A travers différentes saynètes se dresse une peinture de la société pour le moins original. Un psychiatre n'en peut plus d'attendre ses patients se plaindre. Une femme aimerait avoir une moto pour quitter le monde dans lequel elle vit....
Le film de Roy Andersson se divise en plusieurs saynètes où l'on retrouve, sauf à une reprise, le même style de mise en scène. Le réalisateur opte toujours pour une caméra fixe avec des corps statiques. Non pas qu'ils restent inertes durant toute la durée du plan mais ils n'arrivent pas à évoluer au sein de cet univers qui les entoure. Ils vivent sur leurs rêves sans pour autant réussir à les réaliser. Roy Andersson s'adresse directement à la société contemporaine, balayant toutes les catégories sociales (une jeune groupie, un homme d'affaires ou des ouvriers ...) en décrivant des êtres humains qui vivent dans leur bulle sans réellement vouloir en sortir hormis par l'imagination.
Tous les personnages sont filmés avec une peau blanchâtre ce qui atténue leurs différences comme si, de nos jours, chaque individu se ressemblait perdant individualité et différence.
Le pessimisme latent du film se dévoile plus complètement lors de la séquence finale. Tous les personnages regardent vers le ciel sans prêter attention à l'univers qui les entoure. Il ne s'agit pourtant ni d'une métaphore radieuse de l'avenir laissant espérer une instance divine qui pourrait venir en aide ou la vision d'un avenir plus prospère. Roy Andersson n'offre aux spectateurs un plan de ciel bleu que pour lui révéler qu'il s'agit d'un plan pris d'un avion. Progressivement, d'autres avions (des bombardiers) remplissent le ciel. La boucle est bouclée puisque au début du film un personnage nous avait avoué avoir fait un cauchemar où il était attaqué par des bombardiers.
Cette dernière séquence symbolise ainsi le mal enraciné dans chaque être humain et qui se matérialise par une sorte de fin du monde qui pourrait arriver un jour. Le mal enfoui au plus profond de l'être humain finira par se matérialiser et le conduire à sa fin.
Le spectateur et son double spéculaire
Durant toute la durée du film, la position qu'adopte le spectateur est celui de témoin qui regarde de manière attentive la société que nous lui offrons à observer. Nous pourrions rapprocher notre analyse avec les pensées de Kant qui comparer l'écran de cinéma à un miroir.
Cela s'applique parfaitement au film puisque le spectateur qui observe ce microcosme s'observe par la même occasion puisque, comme nous l'avons dit, Roy Andersson, peint un portrait général de la société. Le corps du spectateur ne pénètre cependant pas la toile mais ce dernier arrive à retrouver des similitudes de sa propre vie à travers les différents évènements, les différents actes créent par les personnages.
A certains moments du film, le spectateur est directement apostrophé par les personnages qui, via l'usage du regard caméra s'adresse directement à lui.

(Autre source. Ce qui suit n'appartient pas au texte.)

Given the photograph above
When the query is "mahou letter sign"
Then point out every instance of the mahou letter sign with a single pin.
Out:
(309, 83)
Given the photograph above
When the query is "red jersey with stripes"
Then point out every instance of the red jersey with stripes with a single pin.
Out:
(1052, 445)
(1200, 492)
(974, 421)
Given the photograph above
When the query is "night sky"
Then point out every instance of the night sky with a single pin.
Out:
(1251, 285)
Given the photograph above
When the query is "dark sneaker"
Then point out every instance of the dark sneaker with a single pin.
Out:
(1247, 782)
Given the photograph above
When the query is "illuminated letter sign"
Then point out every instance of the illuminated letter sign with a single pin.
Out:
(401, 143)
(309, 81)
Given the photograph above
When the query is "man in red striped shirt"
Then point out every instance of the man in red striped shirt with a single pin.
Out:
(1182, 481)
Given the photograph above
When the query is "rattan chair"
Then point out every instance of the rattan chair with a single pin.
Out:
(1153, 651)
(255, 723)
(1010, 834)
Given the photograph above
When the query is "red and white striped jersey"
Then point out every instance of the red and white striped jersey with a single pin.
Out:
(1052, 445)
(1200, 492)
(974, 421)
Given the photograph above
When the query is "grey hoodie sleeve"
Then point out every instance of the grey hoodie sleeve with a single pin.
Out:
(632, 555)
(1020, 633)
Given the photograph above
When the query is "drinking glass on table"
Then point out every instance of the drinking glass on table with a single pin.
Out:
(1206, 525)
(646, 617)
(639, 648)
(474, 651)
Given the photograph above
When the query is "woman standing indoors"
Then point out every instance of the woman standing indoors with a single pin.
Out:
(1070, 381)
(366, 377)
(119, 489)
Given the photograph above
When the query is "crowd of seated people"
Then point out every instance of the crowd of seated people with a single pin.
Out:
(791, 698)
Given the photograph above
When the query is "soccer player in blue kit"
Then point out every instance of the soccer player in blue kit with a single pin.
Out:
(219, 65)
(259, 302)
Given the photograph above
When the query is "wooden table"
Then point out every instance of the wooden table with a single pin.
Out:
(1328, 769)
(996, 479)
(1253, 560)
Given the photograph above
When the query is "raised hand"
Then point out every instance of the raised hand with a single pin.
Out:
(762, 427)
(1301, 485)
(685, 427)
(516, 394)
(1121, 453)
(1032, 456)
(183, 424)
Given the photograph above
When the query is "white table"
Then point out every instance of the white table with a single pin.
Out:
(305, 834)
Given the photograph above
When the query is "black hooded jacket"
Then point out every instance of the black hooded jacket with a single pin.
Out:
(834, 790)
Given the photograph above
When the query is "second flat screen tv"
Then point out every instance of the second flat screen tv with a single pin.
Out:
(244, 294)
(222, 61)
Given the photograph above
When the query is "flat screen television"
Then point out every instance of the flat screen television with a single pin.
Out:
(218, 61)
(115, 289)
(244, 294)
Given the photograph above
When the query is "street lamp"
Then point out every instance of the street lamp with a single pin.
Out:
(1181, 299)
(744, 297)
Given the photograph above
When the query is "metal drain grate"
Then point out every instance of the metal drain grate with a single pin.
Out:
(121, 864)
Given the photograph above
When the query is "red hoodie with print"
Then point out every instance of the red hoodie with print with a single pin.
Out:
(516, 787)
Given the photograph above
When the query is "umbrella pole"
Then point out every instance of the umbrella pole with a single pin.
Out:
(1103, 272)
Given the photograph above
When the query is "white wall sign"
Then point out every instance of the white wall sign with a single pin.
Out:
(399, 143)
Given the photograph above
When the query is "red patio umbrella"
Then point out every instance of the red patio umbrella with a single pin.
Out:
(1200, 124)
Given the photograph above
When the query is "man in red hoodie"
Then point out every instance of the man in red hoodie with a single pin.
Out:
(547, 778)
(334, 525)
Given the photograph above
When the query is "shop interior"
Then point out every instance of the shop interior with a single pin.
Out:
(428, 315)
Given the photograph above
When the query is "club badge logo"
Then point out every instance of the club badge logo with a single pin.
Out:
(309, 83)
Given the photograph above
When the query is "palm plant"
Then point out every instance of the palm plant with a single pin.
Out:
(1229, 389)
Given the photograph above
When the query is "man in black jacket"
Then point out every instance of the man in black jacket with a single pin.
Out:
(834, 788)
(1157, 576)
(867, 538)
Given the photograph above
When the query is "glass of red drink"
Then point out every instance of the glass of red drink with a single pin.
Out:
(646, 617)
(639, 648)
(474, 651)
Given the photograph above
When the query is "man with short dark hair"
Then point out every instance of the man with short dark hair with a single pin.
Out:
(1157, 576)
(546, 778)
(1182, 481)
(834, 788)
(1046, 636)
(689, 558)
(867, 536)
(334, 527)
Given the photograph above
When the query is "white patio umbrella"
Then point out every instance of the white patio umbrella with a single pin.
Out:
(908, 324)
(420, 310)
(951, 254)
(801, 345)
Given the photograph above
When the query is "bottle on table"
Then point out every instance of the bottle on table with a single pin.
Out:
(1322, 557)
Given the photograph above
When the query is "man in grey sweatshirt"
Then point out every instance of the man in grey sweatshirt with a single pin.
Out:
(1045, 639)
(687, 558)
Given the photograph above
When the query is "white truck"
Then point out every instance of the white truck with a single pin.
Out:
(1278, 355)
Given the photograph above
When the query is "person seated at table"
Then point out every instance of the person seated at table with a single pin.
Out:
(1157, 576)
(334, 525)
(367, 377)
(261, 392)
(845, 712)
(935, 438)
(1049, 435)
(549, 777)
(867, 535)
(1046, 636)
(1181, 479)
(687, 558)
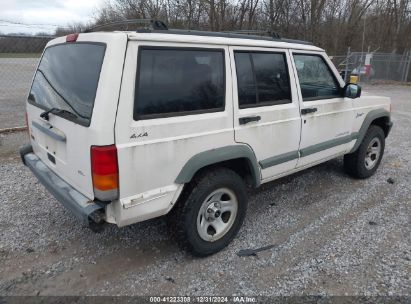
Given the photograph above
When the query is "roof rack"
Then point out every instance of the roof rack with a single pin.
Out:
(150, 24)
(158, 26)
(224, 35)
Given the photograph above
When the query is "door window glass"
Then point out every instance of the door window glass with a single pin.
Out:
(262, 79)
(316, 78)
(173, 82)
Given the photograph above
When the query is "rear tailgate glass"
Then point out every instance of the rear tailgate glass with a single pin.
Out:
(67, 79)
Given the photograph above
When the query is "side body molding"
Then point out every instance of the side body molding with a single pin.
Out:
(371, 116)
(214, 156)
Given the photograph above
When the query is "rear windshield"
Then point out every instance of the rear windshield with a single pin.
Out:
(67, 79)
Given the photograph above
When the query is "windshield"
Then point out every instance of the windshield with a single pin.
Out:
(67, 79)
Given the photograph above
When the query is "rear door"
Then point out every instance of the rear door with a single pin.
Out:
(327, 116)
(266, 108)
(81, 79)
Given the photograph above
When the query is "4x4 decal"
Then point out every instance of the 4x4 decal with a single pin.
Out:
(134, 136)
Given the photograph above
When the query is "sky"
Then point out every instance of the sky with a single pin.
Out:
(44, 15)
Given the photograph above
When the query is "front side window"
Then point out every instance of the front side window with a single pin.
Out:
(173, 81)
(262, 79)
(316, 78)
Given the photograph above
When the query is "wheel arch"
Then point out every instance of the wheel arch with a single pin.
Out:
(379, 117)
(239, 158)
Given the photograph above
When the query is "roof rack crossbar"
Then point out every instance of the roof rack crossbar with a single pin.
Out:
(153, 24)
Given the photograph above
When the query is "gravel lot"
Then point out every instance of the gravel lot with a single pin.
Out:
(332, 235)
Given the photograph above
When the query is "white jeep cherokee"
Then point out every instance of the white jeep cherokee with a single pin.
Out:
(128, 126)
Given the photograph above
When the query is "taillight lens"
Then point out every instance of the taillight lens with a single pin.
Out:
(72, 37)
(104, 168)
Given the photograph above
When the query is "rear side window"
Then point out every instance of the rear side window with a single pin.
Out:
(316, 78)
(67, 79)
(262, 79)
(177, 81)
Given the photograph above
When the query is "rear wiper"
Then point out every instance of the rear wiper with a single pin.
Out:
(45, 115)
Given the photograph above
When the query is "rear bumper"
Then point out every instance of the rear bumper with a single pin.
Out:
(88, 211)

A travers ces séquences, le regard caméra de l'acteur serait comme une partie du corps du spectateur qui se refuse à mettre au goût du jour. Le spectateur ferait ainsi face à une partie de lui-même qui trouverais corps, enveloppe corporelle, à travers les personnages du film.
Que restera-t-il de nous ?
Car, si comme nous avons pu le remarquer, le pessimisme englobe toute la diégèse, nous serions donc à même de nous poser la question suivante : Que restera-t-il de nous ? Ou dans cet univers, à travers quelles actions, pourrions nous trouver le salut et ainsi exister en tant qu'être. Car la seule note positive du film se résume avec la séquence ou la groupie se marie avec Micke le chanteur d'un groupe de rock. Nous observons les deux personnages dans leurs maisons pour ensuite remarquer qu'ils sont en réalité sur les rails d'un train et qu'ils voyagent sans doute à travers le pays. Ces plans ne symbolisent point le fait que nous pourrions trouver le salut à travers l'exil mais plutôt que l'existence humaine est à l'image du plan ou le train quitte la gare. L'individualité humaine n'est pas quelque chose que l'on possède à un moment " x " de notre existence. Nous existons en temps qu'être dès notre naissance et non à partir de tel moment de notre vie. Ce plan ou le train quitte la gare est à l'image de cela. Les usagers ne peuvent rentrer dans le train car ils existent déjà en temps qu'être. Cependant, une partie d'eux-mêmes nie cette dernière ce qui ne leur permet pas de s'émanciper de manière concrète.
Roy Andersson peint ici le tableau d'individus qui nie une partie d'eux-mêmes ce qui a pour conséquence de ne point les faire exister en tant qu'être. De plus le pessimisme régnant sur le film ne laisse aucune place à l'optimisme comme si pour lui, la solution ne se trouverait que dans nos rêves, dans un monde ou l'humain ne peut exister qu'en temps qu'esprit et non en temps qu'être.